Il giorno dopo, ho acceso il pc, le casse ed ho fatto partire i suoi due pezzi, mentre cercavo qualcosa sulla rete. Ed un’idea, la mia, si è andata formando, oserei dire rafforzando.

Chi è Liberato?

Liberato è l’ultimo dei figli di un capitalismo musicale che sta infettando anche quella per anni è stata definita musica “indie”, ovvero un percorso musicale alternativo al mainstream delle radio, delle tv, a festival come quello di Sanremo.

Qualcuno ha fiutato, come direbbe Sergio Scozzacane, improbabile impresario musicale del libro di Gianni Solla, nuovi mercati, nuove piattaforme per allargare un business che si è dovuto reinventare dopo Youtube, Spotify, ed altro ancora.

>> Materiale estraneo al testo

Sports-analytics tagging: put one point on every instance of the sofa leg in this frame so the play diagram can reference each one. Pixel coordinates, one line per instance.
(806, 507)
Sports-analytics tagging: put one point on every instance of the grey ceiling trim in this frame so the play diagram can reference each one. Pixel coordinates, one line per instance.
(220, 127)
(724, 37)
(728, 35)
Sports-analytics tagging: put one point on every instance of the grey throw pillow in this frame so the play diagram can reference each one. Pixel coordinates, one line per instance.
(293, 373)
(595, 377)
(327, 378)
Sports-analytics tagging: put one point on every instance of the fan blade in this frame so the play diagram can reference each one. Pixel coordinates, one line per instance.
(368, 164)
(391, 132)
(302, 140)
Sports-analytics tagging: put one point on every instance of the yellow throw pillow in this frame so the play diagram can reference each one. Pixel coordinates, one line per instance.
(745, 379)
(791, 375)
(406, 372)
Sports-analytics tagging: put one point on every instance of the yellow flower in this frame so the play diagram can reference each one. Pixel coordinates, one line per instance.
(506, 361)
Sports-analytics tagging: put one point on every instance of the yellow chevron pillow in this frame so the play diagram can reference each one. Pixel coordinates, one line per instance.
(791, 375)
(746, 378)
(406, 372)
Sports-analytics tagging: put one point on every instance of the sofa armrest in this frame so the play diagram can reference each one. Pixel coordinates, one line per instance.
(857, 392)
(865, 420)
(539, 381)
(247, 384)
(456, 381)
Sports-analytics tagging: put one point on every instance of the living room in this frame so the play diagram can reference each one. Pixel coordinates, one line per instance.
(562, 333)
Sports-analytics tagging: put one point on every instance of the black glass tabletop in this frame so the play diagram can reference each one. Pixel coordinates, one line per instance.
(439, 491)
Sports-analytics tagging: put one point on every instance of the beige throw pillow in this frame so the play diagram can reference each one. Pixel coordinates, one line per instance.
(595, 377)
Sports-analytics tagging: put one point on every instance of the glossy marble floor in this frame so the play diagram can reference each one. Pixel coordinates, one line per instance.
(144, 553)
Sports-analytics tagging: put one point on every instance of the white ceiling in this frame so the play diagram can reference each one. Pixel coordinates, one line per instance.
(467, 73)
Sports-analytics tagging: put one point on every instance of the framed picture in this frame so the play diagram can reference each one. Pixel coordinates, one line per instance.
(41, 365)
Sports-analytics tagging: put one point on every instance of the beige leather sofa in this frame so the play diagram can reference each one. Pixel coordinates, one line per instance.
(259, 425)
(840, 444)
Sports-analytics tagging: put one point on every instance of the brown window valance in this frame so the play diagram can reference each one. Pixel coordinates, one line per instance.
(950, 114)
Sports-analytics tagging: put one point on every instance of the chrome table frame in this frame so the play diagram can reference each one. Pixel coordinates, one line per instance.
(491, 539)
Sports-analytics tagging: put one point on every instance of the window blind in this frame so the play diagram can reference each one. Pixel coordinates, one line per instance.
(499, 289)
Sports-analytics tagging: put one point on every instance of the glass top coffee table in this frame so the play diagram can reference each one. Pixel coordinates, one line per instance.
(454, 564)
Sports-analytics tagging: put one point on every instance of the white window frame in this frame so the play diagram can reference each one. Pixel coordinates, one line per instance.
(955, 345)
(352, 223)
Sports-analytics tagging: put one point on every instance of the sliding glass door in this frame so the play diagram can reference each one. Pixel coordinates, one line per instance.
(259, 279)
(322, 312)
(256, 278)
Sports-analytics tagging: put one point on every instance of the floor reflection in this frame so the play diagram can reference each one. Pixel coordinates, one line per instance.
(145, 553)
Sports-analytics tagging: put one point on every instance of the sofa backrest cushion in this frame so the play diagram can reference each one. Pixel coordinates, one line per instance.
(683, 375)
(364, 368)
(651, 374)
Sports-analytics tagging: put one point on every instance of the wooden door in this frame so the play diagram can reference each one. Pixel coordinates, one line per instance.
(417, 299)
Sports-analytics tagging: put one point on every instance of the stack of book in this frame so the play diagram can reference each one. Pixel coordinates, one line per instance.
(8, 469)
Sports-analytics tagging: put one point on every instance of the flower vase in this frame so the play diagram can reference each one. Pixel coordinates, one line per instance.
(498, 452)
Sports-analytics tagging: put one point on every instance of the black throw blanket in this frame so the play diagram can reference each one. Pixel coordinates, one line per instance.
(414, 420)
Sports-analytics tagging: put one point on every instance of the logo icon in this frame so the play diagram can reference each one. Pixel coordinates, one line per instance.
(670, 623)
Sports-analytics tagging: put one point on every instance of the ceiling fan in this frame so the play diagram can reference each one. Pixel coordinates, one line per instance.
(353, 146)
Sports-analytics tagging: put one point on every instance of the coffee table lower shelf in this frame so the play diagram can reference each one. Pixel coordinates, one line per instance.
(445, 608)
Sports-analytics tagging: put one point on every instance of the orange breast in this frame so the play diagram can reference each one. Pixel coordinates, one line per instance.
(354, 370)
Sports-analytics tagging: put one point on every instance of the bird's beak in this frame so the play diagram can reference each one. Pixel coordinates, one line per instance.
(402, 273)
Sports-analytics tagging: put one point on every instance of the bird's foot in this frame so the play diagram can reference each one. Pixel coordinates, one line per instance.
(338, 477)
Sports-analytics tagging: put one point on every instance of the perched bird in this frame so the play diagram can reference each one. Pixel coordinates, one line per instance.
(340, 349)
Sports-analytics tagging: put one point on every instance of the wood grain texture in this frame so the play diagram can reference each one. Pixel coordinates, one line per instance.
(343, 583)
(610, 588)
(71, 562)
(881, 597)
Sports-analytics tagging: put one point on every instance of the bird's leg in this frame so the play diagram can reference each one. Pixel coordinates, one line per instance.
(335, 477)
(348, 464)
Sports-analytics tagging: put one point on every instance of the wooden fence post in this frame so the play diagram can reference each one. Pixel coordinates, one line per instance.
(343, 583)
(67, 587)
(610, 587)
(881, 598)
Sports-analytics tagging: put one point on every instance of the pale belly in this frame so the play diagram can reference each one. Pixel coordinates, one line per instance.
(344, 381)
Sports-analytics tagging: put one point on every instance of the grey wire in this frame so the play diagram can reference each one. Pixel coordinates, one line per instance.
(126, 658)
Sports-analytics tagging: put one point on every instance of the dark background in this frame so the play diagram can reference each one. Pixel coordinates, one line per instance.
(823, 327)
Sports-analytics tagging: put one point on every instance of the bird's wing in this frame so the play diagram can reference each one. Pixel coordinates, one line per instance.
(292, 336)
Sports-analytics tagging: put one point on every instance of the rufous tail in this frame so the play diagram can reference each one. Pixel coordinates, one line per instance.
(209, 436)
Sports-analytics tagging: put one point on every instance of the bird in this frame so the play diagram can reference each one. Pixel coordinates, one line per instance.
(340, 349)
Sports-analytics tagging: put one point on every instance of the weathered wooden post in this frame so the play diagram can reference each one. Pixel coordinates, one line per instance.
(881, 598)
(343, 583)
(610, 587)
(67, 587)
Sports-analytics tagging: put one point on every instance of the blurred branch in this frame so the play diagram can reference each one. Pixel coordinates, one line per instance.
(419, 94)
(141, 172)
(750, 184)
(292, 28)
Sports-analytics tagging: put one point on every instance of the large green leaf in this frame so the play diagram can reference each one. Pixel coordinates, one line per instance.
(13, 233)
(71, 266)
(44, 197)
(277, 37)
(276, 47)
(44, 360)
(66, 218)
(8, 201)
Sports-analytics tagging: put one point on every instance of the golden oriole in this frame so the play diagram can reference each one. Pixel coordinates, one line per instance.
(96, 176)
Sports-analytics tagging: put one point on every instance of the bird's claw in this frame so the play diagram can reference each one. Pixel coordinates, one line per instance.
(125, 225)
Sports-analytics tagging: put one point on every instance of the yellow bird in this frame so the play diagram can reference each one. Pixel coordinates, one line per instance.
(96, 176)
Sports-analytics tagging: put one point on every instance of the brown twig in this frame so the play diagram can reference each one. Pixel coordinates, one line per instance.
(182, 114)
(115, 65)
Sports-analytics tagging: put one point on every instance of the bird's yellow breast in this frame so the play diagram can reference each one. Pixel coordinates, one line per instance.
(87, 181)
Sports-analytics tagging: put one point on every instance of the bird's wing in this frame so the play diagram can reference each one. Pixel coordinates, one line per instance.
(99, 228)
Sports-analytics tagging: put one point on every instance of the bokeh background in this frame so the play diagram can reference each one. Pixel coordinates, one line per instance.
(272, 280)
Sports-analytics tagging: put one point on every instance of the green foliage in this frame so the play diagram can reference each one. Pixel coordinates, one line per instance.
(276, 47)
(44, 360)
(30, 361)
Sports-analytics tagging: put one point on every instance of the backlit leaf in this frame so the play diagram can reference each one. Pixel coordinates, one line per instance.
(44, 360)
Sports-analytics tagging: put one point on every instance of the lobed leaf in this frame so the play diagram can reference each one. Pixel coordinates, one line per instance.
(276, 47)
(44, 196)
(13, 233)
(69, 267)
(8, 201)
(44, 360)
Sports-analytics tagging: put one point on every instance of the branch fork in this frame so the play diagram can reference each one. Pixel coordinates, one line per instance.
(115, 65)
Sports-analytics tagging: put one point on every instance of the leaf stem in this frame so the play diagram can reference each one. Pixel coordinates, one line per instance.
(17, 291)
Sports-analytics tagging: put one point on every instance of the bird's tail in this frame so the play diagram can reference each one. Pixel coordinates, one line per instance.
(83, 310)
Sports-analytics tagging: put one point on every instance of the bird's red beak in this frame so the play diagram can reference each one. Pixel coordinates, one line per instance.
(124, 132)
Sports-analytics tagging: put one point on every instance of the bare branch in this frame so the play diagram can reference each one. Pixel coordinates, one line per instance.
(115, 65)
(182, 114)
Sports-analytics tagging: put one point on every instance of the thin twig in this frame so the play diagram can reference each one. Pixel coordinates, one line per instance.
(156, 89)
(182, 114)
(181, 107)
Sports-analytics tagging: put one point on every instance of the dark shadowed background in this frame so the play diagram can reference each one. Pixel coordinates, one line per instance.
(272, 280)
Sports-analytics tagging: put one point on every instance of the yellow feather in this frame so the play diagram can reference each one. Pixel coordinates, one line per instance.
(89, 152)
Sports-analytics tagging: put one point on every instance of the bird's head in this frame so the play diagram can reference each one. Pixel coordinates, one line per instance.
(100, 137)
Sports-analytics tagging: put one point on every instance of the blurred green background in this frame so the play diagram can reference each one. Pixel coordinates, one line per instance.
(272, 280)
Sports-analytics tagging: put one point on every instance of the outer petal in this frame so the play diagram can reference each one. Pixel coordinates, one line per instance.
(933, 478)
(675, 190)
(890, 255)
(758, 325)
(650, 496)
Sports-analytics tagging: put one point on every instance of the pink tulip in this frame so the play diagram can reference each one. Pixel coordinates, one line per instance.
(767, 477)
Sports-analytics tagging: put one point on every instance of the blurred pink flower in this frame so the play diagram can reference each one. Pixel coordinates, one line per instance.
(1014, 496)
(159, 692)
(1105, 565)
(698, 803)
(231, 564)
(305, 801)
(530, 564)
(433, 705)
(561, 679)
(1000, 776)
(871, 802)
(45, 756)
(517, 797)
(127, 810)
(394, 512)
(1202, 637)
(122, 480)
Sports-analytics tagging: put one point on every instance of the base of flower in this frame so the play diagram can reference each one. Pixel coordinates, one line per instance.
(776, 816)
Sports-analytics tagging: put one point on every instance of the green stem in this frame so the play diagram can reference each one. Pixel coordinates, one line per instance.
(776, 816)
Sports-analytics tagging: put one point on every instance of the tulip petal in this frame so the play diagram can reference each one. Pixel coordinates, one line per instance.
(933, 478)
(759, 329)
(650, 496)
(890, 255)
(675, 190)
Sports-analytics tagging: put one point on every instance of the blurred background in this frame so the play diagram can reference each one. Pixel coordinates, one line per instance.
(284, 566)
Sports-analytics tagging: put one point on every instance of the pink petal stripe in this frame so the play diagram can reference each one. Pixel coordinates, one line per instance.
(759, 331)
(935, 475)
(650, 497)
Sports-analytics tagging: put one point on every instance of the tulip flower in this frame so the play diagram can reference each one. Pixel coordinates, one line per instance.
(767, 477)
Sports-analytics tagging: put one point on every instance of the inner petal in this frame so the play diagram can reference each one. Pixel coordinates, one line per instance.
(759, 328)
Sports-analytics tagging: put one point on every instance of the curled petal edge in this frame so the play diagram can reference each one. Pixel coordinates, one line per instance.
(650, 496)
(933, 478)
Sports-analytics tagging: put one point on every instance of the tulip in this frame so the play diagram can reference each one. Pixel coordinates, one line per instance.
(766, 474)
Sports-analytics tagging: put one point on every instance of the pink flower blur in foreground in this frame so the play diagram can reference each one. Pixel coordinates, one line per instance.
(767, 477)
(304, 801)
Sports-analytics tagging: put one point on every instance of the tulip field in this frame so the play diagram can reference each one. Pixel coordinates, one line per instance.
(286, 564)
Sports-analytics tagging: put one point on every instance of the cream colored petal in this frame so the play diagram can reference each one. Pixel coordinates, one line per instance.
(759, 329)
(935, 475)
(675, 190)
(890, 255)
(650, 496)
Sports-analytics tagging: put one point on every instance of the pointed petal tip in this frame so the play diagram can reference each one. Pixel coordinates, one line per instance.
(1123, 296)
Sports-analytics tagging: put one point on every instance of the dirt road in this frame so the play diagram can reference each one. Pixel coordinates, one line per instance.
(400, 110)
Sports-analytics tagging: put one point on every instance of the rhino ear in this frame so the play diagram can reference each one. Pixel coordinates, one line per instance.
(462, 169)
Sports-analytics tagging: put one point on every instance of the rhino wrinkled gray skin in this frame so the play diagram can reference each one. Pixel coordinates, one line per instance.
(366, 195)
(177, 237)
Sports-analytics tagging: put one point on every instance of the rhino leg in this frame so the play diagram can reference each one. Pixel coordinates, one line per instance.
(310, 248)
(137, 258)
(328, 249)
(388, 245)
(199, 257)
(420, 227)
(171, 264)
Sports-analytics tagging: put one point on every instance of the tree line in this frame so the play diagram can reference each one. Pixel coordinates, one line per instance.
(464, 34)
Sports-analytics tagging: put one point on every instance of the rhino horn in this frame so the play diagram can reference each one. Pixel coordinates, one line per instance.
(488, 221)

La scelta già di Francesco Lettieri alla regia di entrambi i video, ovvero lo stesso che ha curato la regia di “COSA MI MANCHI A FARE” di Calcutta (tanto per capirci), non sembra una cosa né frutto del caso né low cost, anzi. C’è da credere che dietro ci sia una macchina ben oliata, pronta a sfornare una serie di cantautori con hit già pronte. I video girati a Napoli, in maniera ad hoc direi, rappresentano i luoghi di Napoli, gli scugnizzi di Napoli, il mare, il sole, le difficoltà. Impossibile non sentire un senso di appartenenza e quindi di fidelizzazione al personaggio. E a questo punto mi viene in mente solo di come la gente, ci caschi cosi facilmente ancora.


Ma cosa fa Liberato?

Liberato unisce un cantato napoletano, ad uno stile r’n’b e hip hop, in linea con quello contemporaneo che ormai, attivamente o passivamente, ascoltiamo tutti i giorni. Ma andiamo a vedere il ritornello di Nove Maggio, il primo singolo:

 “Nove maggio m'hê scurdat'

T'hanno visto ca' turnavi 'nziem' a 'n'at'

Nun me siente, nun me pienz'

Tengo 'o core ca' nun può purtà pacienz'”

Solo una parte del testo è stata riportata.